Keith Anderson, Scottish Power’s chief executive, said: “Batteries will take renewable energy to the next level. It is a nice, neat solution to help use more and more renewable power in the UK, because that’s what we need to be doing to reach a net zero-carbon economy.”
The lithium-ion battery will help Whitelee, already one of the largest onshore windfarms in Europe, to generate more renewable power by storing electricity when wind speeds are high, for use when the wind drops.
“Over a period of time, we will get to use much more wind output from the project, and across the whole of the country, because even at times of low demand we will be able to capture far more of the wind rather than wasting that potential energy,” he said.
For example, the batteries could charge overnight – when demand for power is low – and release electricity in the morning, when demand from homes and businesses begins to rise.
The on-site batteries will also be used to help even out the UK’s “quite clunky” energy system by releasing short bursts of power to fill in second-by-second fluctuations in renewable energy generation. “They can react in milliseconds and are incredibly useful as a virtually instantaneous tool for the energy system operator,” Anderson said.
Scottish Power’s battery rollout is the UK’s most ambitious move into the emerging energy storage sector, which includes projects from the FTSE energy giants Drax and Centrica as well as its wind power rival, Ørsted.

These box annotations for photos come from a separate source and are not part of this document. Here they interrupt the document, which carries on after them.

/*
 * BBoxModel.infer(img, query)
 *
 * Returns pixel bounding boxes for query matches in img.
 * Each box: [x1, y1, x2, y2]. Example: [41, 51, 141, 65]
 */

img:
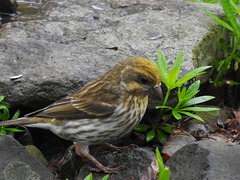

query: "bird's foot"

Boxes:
[101, 143, 137, 152]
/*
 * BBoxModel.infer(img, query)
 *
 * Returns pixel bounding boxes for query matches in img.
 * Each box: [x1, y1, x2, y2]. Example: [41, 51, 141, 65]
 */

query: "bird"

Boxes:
[0, 57, 162, 173]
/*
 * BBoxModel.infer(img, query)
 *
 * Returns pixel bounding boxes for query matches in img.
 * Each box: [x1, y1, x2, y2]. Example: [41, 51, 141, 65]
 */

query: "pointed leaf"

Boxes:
[12, 109, 20, 119]
[4, 128, 25, 132]
[178, 87, 187, 102]
[173, 66, 211, 88]
[172, 110, 182, 120]
[0, 128, 7, 134]
[155, 106, 173, 110]
[158, 167, 170, 180]
[181, 96, 215, 108]
[201, 8, 235, 33]
[146, 129, 156, 142]
[221, 0, 239, 35]
[134, 124, 151, 132]
[187, 80, 200, 94]
[84, 173, 92, 180]
[166, 51, 183, 89]
[157, 50, 168, 79]
[156, 147, 164, 172]
[229, 0, 240, 15]
[181, 107, 220, 111]
[181, 90, 200, 104]
[159, 125, 173, 134]
[0, 96, 5, 102]
[179, 111, 204, 122]
[156, 129, 167, 143]
[102, 174, 109, 180]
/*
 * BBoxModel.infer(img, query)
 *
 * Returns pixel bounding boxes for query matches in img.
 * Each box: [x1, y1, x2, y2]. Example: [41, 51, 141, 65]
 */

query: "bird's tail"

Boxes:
[0, 117, 54, 126]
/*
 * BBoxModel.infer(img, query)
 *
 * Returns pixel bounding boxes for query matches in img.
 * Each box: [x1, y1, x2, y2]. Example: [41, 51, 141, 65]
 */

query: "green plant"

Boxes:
[201, 0, 240, 86]
[0, 96, 24, 134]
[84, 173, 109, 180]
[156, 148, 170, 180]
[135, 50, 219, 142]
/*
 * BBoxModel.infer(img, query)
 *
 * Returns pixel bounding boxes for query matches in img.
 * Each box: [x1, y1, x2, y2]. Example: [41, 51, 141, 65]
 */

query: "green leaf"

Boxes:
[156, 129, 167, 143]
[2, 108, 10, 121]
[159, 125, 173, 134]
[229, 0, 240, 15]
[181, 107, 220, 111]
[172, 66, 211, 88]
[0, 128, 7, 134]
[156, 147, 164, 172]
[187, 80, 200, 94]
[0, 102, 11, 108]
[181, 96, 215, 108]
[165, 51, 183, 89]
[172, 110, 182, 120]
[84, 173, 92, 180]
[158, 167, 170, 180]
[4, 128, 25, 132]
[180, 90, 200, 106]
[218, 38, 228, 55]
[134, 124, 151, 132]
[12, 109, 20, 119]
[146, 129, 156, 142]
[205, 0, 221, 4]
[179, 111, 204, 122]
[102, 174, 109, 180]
[178, 87, 187, 102]
[201, 8, 236, 33]
[0, 105, 8, 109]
[212, 60, 220, 68]
[155, 106, 173, 110]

Paul Wheelhouse, Scotland’s energy minister, said the project was an “exciting new chapter for Whitelee”. The windfarm was one of the first major onshore projects built in the UK 10 years ago.
Wheelhouse said it offered “a number of real potential benefits for Scotland’s energy systems, and the Scottish government will continue to support innovation and deployment in this area”.
Scottish Power will begin construction work at the Whitelee project early next year and expects the facility to be fully operational by the end of 2020.
The plans have emerged just months after Scottish Power sloughed off its remaining fossil fuel power plants to become the first major energy supplier to generate all its electricity from renewable energy sources.
The company struck a £700m deal with Drax last year to hand over its four remaining gas power stations in England to focus exclusively on investing in renewable power and its energy networks business.
“Over the next 10 to 20 years, batteries will become a much more important part of the system. We want to start now,” Anderson said.